Am not even gonna entertain the “does anyone else in the house work”, “or the being ganged upon” statements. I have a suspicious feeling you are this type of parent. That’s why you are responding this way. First off, I am not a child, let alone an emotional one. I am not “mad at my mommy”, which sounds very condescending by they way. Its sounds quite premature to assume that. I have knowm my mother all my life. The sun can not shine for a day, and that alone can enrage her. What you seemed to have missed from what I initally said, was that her behavior is not limited to just us. She has issues with supervisors and coworkers, even customers because of her narc. ways. She always has to control the situaltion, when there is nothing to keep under control. I know of a lot of childhood issues that she has talked about that has influenced her behavior. She even said she has not figured out a way to stop being so angry for unknown reasons.

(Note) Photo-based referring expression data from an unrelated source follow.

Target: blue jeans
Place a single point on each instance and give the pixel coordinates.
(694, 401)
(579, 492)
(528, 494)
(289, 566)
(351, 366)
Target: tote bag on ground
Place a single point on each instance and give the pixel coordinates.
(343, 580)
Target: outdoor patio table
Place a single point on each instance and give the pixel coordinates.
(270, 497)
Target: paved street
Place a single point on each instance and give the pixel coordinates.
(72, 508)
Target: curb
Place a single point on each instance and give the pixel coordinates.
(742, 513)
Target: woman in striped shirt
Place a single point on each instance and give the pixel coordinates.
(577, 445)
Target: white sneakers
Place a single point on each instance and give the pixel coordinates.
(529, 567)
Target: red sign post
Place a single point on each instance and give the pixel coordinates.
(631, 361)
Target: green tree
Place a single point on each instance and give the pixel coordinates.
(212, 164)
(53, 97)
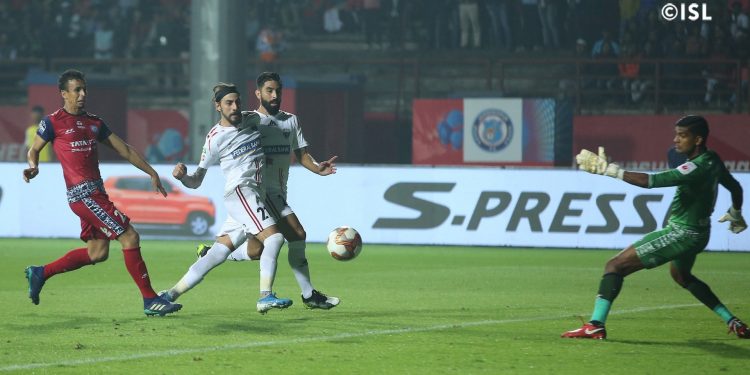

I am not a very emotional, sentimental, entitled, sensitive, or bratty daughter. I rather analize rationally amd logically before looking at things from just a feeling that I may feel. I try to be as kind and understanding towards her as possible. But with her, saying the right or wrong thing, is whatever she thinks it is. And just for the heck of it, she’ll try to intimidate you with a verbal whipping. let’s get back to the small issue I initially mentioned about the cars. Listen, you can’ t realistically say or even rationalize someone getting angry and verbally abusive to – “hey, can you drive your car today to work and we’ll use this other car for the trip since it’s more realible”. If I asked a mental expert, I am pretty sure what the answer would be. If it made sense that she rationally got angry, then all the other times she made things enconvenient (imagined or not) for use, we inappropriately stayed calm and complied, inapproriately. The rational thing would have been to get angry and verbally abuse too. Just to be fair.

@canidmajor
I am thankful that you get what I am saying. One of the unforseen issue with posting certain things like this online, is that you could possibly come across someone with the same personally issue that you are discussing, and just their insistance on seeing the obvious and explanatory topic, tells you they are alike. Narcissist are such “gas lighters”. They are the hardest people to reach on any matter. They have catch phrases that they use to entrap others. They like for people to think they are doing harm to them. And those who accept such behavior ard eith narcissist themselves, or another believer of a Narcissist. You can tell when something is really wrong when someone can’t understand something simple, and would defiently stand on one mindset with plause. You can show a man what red looks like, but if he feels like being differ for the heck of it, that beep will be green if he says it is.